Fuzzy Databases

Nov 28, 2022

Different trade-offs already give rise to significantly different types of databases – from OLTP to OLAP, relational to non-relational, key-value, graph, document, and object database (to name a few).

What if you relaxed some key properties that we've come to expect?

What if databases returned extrapolated results?

If you squint, LLMs resemble something like a vector search database. Items are stored as embeddings, and queries return deterministic yet fuzzy results. What you lose in data loading time (i.e., model training), you make up for in compression (model size) and query time (inference). In the best case, models denoise and clean data automatically. The schema is learned rather than declared.

What if anyone could write to the database?

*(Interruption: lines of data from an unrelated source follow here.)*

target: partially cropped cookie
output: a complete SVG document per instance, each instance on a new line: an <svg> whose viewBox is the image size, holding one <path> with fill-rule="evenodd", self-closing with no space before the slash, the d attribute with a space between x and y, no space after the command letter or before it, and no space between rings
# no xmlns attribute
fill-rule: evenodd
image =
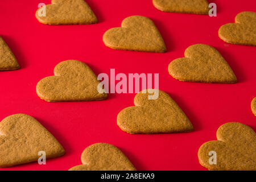
<svg viewBox="0 0 256 182"><path fill-rule="evenodd" d="M217 140L204 143L199 162L209 170L256 170L256 134L247 125L230 122L217 131Z"/></svg>
<svg viewBox="0 0 256 182"><path fill-rule="evenodd" d="M255 116L256 116L256 97L254 97L251 101L251 108L253 113L255 115Z"/></svg>
<svg viewBox="0 0 256 182"><path fill-rule="evenodd" d="M256 46L256 13L239 13L234 23L228 23L220 28L218 36L229 43Z"/></svg>
<svg viewBox="0 0 256 182"><path fill-rule="evenodd" d="M19 68L15 56L0 36L0 71L15 70Z"/></svg>
<svg viewBox="0 0 256 182"><path fill-rule="evenodd" d="M153 0L153 5L166 12L207 15L209 10L207 0Z"/></svg>
<svg viewBox="0 0 256 182"><path fill-rule="evenodd" d="M237 77L221 55L213 47L195 44L185 51L185 57L169 64L168 71L175 79L183 81L232 84Z"/></svg>
<svg viewBox="0 0 256 182"><path fill-rule="evenodd" d="M41 80L36 93L48 102L95 101L106 99L106 93L100 93L100 82L84 63L67 60L54 69L53 76Z"/></svg>
<svg viewBox="0 0 256 182"><path fill-rule="evenodd" d="M38 161L39 151L47 159L64 154L61 145L33 117L10 115L0 122L0 167Z"/></svg>
<svg viewBox="0 0 256 182"><path fill-rule="evenodd" d="M46 8L46 16L41 14ZM52 0L52 4L39 8L36 17L42 23L51 25L92 24L96 16L84 0Z"/></svg>
<svg viewBox="0 0 256 182"><path fill-rule="evenodd" d="M120 150L108 143L97 143L88 147L81 159L83 164L69 171L136 171Z"/></svg>
<svg viewBox="0 0 256 182"><path fill-rule="evenodd" d="M103 42L115 49L166 52L164 40L154 22L142 16L125 18L121 27L113 28L105 32Z"/></svg>
<svg viewBox="0 0 256 182"><path fill-rule="evenodd" d="M158 93L158 97L149 99L148 96L156 95L156 93ZM117 115L117 125L125 132L156 134L193 130L181 109L164 92L155 89L143 90L135 96L134 101L135 106L123 109Z"/></svg>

Blockchains are databases as well. They provide a verifiable ledger and peer-to-peer write access in exchange for significant trade-offs in privacy, throughput, latency, and storage costs. Keys are hashes (similar to a distributed hash table). Authorization is done through public-key infrastructure, and a generalized computing model can be built on top of the distributed ledger (e.g., the EVM).

What if the database could be embedded anywhere?

SQLite/DuckDB answer this question. While neither can support concurrent writes from different processes and are limited in other terms of horizontal scaling, they can be easier to use and can fit in more workflows (e.g., serverless, edge, browser). In many cases, they are operationally much easier to manage than a traditional database.

You could also look at these databases through the lens of hard-to-compute, easy-to-verify.